Stop & Go – Maggio n° 210

Stop & Go – Maggio n° 210

28 Aprile, 2014

Nei programmi futuri del Coni, promotori Malagò-Fabbricini-Giomi & Co, c’è il progetto di accorpare tra loro alcune federazioni con lo scopo principale di ottimizzare servizi, individuare sinergie e, nel risparmio su questi due punti, trovare nuove risorse economiche. Un programma che non sarà certo facile da realizzare, che porterà qualche mal di pancia e verrà combattuto sottotraccia.
Passando dalle parole alla pratica, accorpare non vorrà dire, però, cancellare una o l’altra federazione, anche se in alcuni casi sarebbe un bene, ma rendere più operose ed efficienti le proprie e diverse “truppe cammellate” attraverso attività, programmi e progetti condivisi.
Triathlon e Pentathlon Moderno, sport multidisciplinari per eccellenza, potrebbero così dividere un’unica casa, anche se per nascita e per tradizione sono contrapposti, due poli contrari che, però, potrebbero trovare dei buoni punti di contatto. Inventato da Pierre de Coubertin in ottica militare, il Pentathlon (tiro con pistola, nuoto, scherma, equitazione e corsa) vive ormai da anni una situazione difficile per quanto riguarda la sua permanenza tra le discipline olimpiche, ma è regolarmente salvato per ragioni di storia e per merito di qualche eminente sponsor. Negli ultimi anni si è particolarmente evoluto nella sua parte tecnica, ma la scarsa partecipazione e popolarità, gli alti costi dovuti alla proprietà e al mantenimento del parco cavalli e lo scarso appeal televisivo certamente non l’aiutano.

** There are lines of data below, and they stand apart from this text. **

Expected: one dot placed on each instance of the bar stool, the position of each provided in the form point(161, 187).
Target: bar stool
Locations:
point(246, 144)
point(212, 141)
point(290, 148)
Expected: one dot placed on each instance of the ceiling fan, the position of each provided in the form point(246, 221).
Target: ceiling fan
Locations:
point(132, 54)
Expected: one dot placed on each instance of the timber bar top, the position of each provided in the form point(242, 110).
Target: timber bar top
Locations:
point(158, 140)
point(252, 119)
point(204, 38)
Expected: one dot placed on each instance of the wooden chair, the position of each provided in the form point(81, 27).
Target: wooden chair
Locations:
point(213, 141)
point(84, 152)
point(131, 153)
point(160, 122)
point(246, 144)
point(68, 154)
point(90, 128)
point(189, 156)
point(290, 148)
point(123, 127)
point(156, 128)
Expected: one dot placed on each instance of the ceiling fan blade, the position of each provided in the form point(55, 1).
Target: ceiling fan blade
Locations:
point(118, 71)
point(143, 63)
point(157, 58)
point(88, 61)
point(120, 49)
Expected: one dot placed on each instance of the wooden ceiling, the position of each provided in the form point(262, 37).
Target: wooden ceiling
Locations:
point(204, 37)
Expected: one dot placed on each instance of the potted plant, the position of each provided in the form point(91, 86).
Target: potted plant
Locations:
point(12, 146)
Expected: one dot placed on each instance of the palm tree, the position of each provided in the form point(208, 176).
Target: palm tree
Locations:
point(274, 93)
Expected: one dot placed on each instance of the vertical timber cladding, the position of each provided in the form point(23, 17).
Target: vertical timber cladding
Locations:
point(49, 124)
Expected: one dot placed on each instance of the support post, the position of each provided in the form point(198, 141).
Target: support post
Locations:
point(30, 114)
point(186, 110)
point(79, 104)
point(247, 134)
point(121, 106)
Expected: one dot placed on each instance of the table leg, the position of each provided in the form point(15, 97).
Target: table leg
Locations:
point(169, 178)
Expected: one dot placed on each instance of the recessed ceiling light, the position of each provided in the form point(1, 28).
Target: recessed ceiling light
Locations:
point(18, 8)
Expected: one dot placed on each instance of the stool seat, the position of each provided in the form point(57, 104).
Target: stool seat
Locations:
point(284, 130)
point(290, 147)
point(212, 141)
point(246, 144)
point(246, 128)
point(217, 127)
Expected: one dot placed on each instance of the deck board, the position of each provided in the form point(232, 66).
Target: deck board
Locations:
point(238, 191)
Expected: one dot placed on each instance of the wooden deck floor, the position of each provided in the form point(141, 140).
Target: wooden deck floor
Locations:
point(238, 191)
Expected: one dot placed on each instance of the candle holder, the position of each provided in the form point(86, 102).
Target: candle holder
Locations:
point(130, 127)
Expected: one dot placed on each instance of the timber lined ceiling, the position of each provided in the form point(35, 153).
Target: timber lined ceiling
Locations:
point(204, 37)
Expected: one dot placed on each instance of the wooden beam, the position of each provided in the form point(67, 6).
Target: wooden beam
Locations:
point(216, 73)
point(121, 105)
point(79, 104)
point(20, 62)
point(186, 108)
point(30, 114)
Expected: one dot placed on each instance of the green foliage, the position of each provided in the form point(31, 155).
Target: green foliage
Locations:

Di contro, il Triathlon è sport giovane ed emergente, propone in chiave moderna l’immagine dell’atleta completo, raduna consensi e partecipanti e offre ai suoi campioni grande visibilità. Le Olimpiadi di Londra 2012 poi ne hanno celebrato il successo e l’universalità di uno sport che può contare, attraverso l’attività organizzativa dell’Itu (International Triathlon Union) e degli organizzatori indipendenti diventati dei veri e propri brand, su un movimento che per numeri di gare e di atleti attivi è terzo dopo l’atletica dei maratoneti e forse del ciclismo amatoriale con le loro gran fondo.
Se all’estero, Spagna insegna, il problema non si pone, in Italia i contatti sono pochi e se non fosse per le società militari più Avia Pervia e Lazio, che hanno squadre iscritte in tutte e due le discipline, saremmo a zero… ma, in previsione di una possibile “ristrutturazione”, sedersi intorno a un tavolo, forse, non farebbe male!